🤖 AI Summary
Real-world CAD design requires the collaborative assembly of multiple components under both semantic and geometric constraints—capabilities unmet by existing single-component generation methods. This paper introduces the first end-to-end framework for generative, assembly-aware multi-part CAD modeling. Our approach comprises three key contributions: (1) construction of KnitCAD, a large-scale, aligned CAD-text-metadata dataset containing over 310K samples; (2) a geometry-guided diffusion sampling strategy that jointly incorporates cross-modal text-shape alignment, CAD topology-aware representation learning, and explicit geometric constraint encoding; and (3) support for controllable, high-fidelity assembly generation—enabling simultaneous synthesis of semantically coherent, geometrically compatible, and editable multi-part CAD models from text prompts and given components. Experiments demonstrate significant improvements over state-of-the-art methods on multi-part assembly generation, achieving, for the first time, engineering-constrained, controllable, and editable CAD synthesis.
📝 Abstract
Crafting computer-aided design (CAD) models has long been a painstaking and time-intensive task, demanding both precision and expertise from designers. With the emergence of 3D generation, this task has undergone a transformative impact, shifting not only from visual fidelity to functional utility but also enabling editable CAD designs.
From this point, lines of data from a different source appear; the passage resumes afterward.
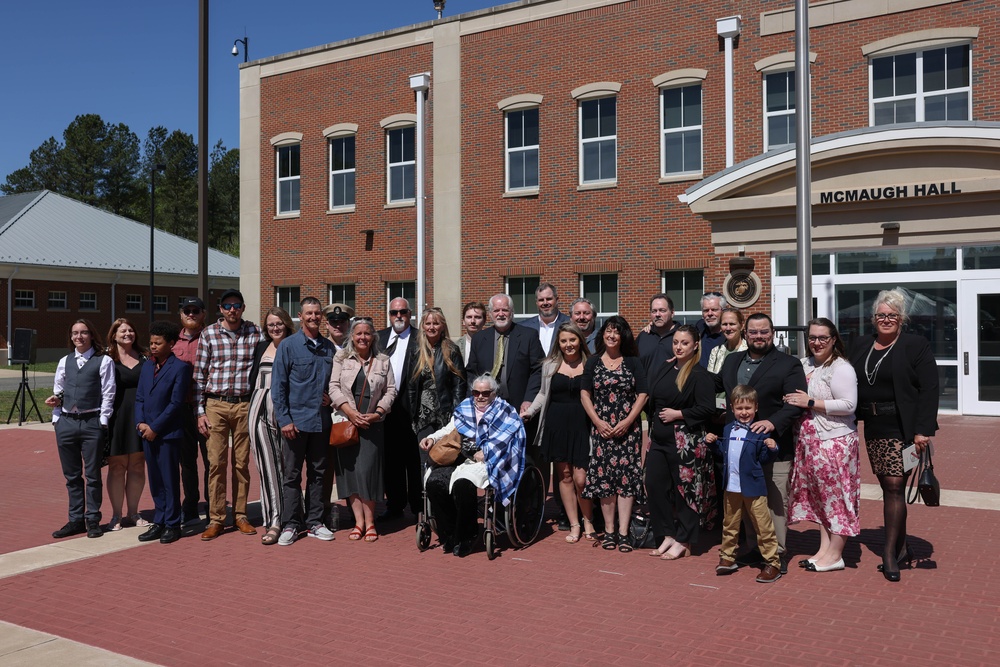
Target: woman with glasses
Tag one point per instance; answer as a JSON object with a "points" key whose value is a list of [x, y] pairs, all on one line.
{"points": [[362, 388], [613, 392], [265, 435], [825, 485], [126, 461], [898, 402]]}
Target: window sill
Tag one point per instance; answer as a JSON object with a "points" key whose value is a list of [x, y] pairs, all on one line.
{"points": [[602, 185], [680, 178]]}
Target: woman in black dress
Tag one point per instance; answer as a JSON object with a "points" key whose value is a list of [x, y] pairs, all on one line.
{"points": [[566, 440], [898, 402], [126, 461]]}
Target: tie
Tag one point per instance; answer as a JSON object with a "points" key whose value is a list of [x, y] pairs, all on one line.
{"points": [[498, 359]]}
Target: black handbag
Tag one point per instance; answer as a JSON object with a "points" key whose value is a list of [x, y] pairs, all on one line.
{"points": [[928, 488]]}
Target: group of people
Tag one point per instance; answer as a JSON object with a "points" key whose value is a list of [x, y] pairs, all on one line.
{"points": [[733, 424]]}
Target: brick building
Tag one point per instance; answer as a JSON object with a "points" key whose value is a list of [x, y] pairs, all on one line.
{"points": [[584, 143], [61, 260]]}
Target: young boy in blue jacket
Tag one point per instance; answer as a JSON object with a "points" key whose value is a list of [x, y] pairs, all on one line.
{"points": [[743, 452]]}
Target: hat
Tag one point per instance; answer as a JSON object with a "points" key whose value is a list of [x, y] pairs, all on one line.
{"points": [[231, 293], [338, 312]]}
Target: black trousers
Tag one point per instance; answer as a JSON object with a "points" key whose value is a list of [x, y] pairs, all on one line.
{"points": [[192, 443], [311, 451], [401, 466], [455, 511], [671, 516], [80, 443]]}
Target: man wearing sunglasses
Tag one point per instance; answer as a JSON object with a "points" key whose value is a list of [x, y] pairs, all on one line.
{"points": [[401, 464], [192, 316], [222, 376]]}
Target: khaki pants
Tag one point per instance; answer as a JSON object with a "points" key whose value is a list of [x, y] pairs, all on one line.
{"points": [[760, 517], [225, 419]]}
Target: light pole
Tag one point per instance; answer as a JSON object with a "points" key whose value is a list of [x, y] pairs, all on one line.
{"points": [[152, 230]]}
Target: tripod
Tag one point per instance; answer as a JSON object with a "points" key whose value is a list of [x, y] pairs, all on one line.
{"points": [[23, 392]]}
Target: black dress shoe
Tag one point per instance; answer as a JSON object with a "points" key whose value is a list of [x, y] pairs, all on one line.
{"points": [[72, 528], [170, 535], [152, 533]]}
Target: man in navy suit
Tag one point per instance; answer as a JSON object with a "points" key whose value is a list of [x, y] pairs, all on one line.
{"points": [[160, 402], [401, 464]]}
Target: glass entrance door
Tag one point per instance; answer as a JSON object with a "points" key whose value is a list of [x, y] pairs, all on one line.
{"points": [[980, 360]]}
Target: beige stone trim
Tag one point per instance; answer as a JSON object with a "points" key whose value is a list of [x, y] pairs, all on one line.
{"points": [[780, 61], [286, 139], [398, 120], [597, 89], [518, 102], [919, 39], [830, 12], [680, 77], [340, 130]]}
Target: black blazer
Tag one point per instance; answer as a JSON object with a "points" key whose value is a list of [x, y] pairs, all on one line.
{"points": [[777, 375], [524, 362], [914, 382]]}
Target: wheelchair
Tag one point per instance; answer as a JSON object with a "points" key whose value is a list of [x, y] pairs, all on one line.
{"points": [[520, 520]]}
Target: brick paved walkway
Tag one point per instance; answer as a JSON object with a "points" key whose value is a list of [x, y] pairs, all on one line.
{"points": [[233, 601]]}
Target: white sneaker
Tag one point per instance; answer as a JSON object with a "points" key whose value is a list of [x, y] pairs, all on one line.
{"points": [[320, 532], [288, 535]]}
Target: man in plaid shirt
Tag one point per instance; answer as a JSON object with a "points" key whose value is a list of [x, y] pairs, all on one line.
{"points": [[222, 394]]}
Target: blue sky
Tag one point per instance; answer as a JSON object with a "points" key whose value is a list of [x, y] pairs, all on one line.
{"points": [[136, 61]]}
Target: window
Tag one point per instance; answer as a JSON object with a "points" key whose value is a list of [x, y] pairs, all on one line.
{"points": [[685, 289], [522, 149], [681, 130], [288, 179], [402, 164], [934, 84], [779, 109], [602, 290], [57, 301], [342, 171], [341, 294], [288, 298], [598, 140], [24, 298]]}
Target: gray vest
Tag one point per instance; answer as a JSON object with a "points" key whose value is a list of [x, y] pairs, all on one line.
{"points": [[82, 386]]}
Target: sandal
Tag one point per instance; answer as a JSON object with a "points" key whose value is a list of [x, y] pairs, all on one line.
{"points": [[271, 536]]}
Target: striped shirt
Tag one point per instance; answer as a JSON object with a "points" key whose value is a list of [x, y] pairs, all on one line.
{"points": [[222, 365]]}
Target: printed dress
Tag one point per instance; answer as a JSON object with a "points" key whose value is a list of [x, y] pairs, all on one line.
{"points": [[616, 465]]}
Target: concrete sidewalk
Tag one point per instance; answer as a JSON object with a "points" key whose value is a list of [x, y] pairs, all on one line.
{"points": [[234, 601]]}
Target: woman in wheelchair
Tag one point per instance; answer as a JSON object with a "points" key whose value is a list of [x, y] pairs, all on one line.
{"points": [[492, 455]]}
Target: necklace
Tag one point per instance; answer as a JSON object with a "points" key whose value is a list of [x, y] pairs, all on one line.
{"points": [[871, 374]]}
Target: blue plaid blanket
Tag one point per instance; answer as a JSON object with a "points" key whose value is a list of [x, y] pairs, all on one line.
{"points": [[500, 436]]}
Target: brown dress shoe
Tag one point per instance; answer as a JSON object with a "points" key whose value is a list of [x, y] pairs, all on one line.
{"points": [[245, 527], [769, 575], [212, 532]]}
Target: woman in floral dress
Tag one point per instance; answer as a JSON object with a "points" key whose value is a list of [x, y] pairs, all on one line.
{"points": [[613, 393], [825, 485]]}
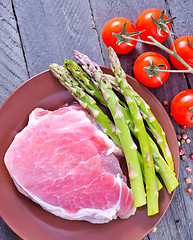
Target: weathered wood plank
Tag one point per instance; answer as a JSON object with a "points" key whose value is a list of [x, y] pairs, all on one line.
{"points": [[50, 30], [13, 72], [167, 228]]}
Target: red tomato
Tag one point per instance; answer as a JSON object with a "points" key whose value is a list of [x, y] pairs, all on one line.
{"points": [[144, 22], [116, 25], [143, 61], [184, 50], [180, 108]]}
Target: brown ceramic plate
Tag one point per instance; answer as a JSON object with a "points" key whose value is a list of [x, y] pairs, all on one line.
{"points": [[28, 219]]}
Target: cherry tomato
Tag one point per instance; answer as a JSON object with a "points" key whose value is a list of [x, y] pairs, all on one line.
{"points": [[144, 61], [116, 25], [144, 22], [181, 108], [184, 50]]}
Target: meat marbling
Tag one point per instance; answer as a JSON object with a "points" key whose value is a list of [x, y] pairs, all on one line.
{"points": [[61, 161]]}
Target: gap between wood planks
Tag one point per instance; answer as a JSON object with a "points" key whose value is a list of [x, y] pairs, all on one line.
{"points": [[19, 34]]}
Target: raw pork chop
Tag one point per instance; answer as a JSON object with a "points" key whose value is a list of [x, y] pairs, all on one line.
{"points": [[62, 162]]}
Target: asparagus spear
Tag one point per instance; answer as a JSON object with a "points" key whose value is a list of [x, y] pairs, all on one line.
{"points": [[151, 121], [85, 100], [167, 175], [149, 169], [129, 148]]}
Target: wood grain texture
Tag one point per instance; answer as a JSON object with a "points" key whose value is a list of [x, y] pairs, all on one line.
{"points": [[12, 64], [35, 33], [51, 29]]}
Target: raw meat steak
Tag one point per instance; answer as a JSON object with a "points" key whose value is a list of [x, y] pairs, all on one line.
{"points": [[65, 164]]}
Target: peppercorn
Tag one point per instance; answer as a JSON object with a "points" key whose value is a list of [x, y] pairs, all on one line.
{"points": [[188, 169], [181, 152], [184, 136], [189, 190], [188, 180]]}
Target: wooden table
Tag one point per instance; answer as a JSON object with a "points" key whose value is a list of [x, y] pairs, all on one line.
{"points": [[35, 33]]}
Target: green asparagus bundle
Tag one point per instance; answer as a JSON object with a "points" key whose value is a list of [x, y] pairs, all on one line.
{"points": [[85, 100], [149, 169], [89, 81]]}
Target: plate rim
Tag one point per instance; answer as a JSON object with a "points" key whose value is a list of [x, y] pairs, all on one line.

Prior works have achieved early success in single-part CAD generation, which is not well-suited for real-world applications, as multiple parts need to be assembled under semantic and geometric constraints. In this paper, we propose CADKnitter, a compositional CAD generation framework with a geometry-guided diffusion sampling strategy. CADKnitter is able to generate a complementary CAD part that follows both the geometric constraints of the given CAD model and the semantic constraints of the desired design text prompt. We also curate a dataset, so-called KnitCAD, containing over 310,000 samples of CAD models, along with textual prompts and assembly metadata that provide semantic and geometric constraints. Intensive experiments demonstrate that our proposed method outperforms other state-of-the-art baselines by a clear margin.